Frontiers in Oncology (Feb 2021)

Comparative Proteome Identifies Complement Component 3-Mediated Immune Response as Key Difference of Colon Adenocarcinoma and Rectal Adenocarcinoma

  • Jun-Ze Liang,
  • Xiao-Ling Liang,
  • Li-Ye Zhong,
  • Chu-Tian Wu,
  • Jing Zhang,
  • Yang Wang

DOI
https://doi.org/10.3389/fonc.2020.617890
Journal volume & issue
Vol. 10

Abstract

Read online

Colorectal cancer (CRC) is one of the most lethal diseases with high morbidity and mortality worldwide. Clinically, tumors located in colon and rectum have diverse prognosis and therapeutic outcome.

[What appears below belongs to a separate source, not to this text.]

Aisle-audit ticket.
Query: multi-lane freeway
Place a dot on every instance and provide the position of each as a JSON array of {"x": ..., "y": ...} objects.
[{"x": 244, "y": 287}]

Here, we performed data mining derived from 20 CRC patient samples to compare proteomic difference between colon adenocarcinoma (COAD) and rectal adenocarcinoma (READ). We found that differential expressed proteins (DEPs) upregulated in COAD were mainly enriched in immune response, moreover, higher immune scores were found in COAD than READ, as calculated by The Cancer Genome Atlas (TCGA) data. To identify the core protein of DEPs with high prognostic value for COAD, we performed topological overlap matrix (TOM) to investigate the hub proteins using 77 immune-relevant DEPs, and identified complement component 3 (C3) as the core protein in the immune-relevant DEPs matrix between the COAD and READ. Moreover, we found that C3 was up-regulated in COAD, and its expression was negatively associated with overall survival of COAD patients but not READ. In conclusion, we identified C3-mediated immune response as key feature to distinguish COAD and READ, and highlighted C3 as potential biomarker with high prognostic value for clinical application, which provided new clue for precise treatment of COAD.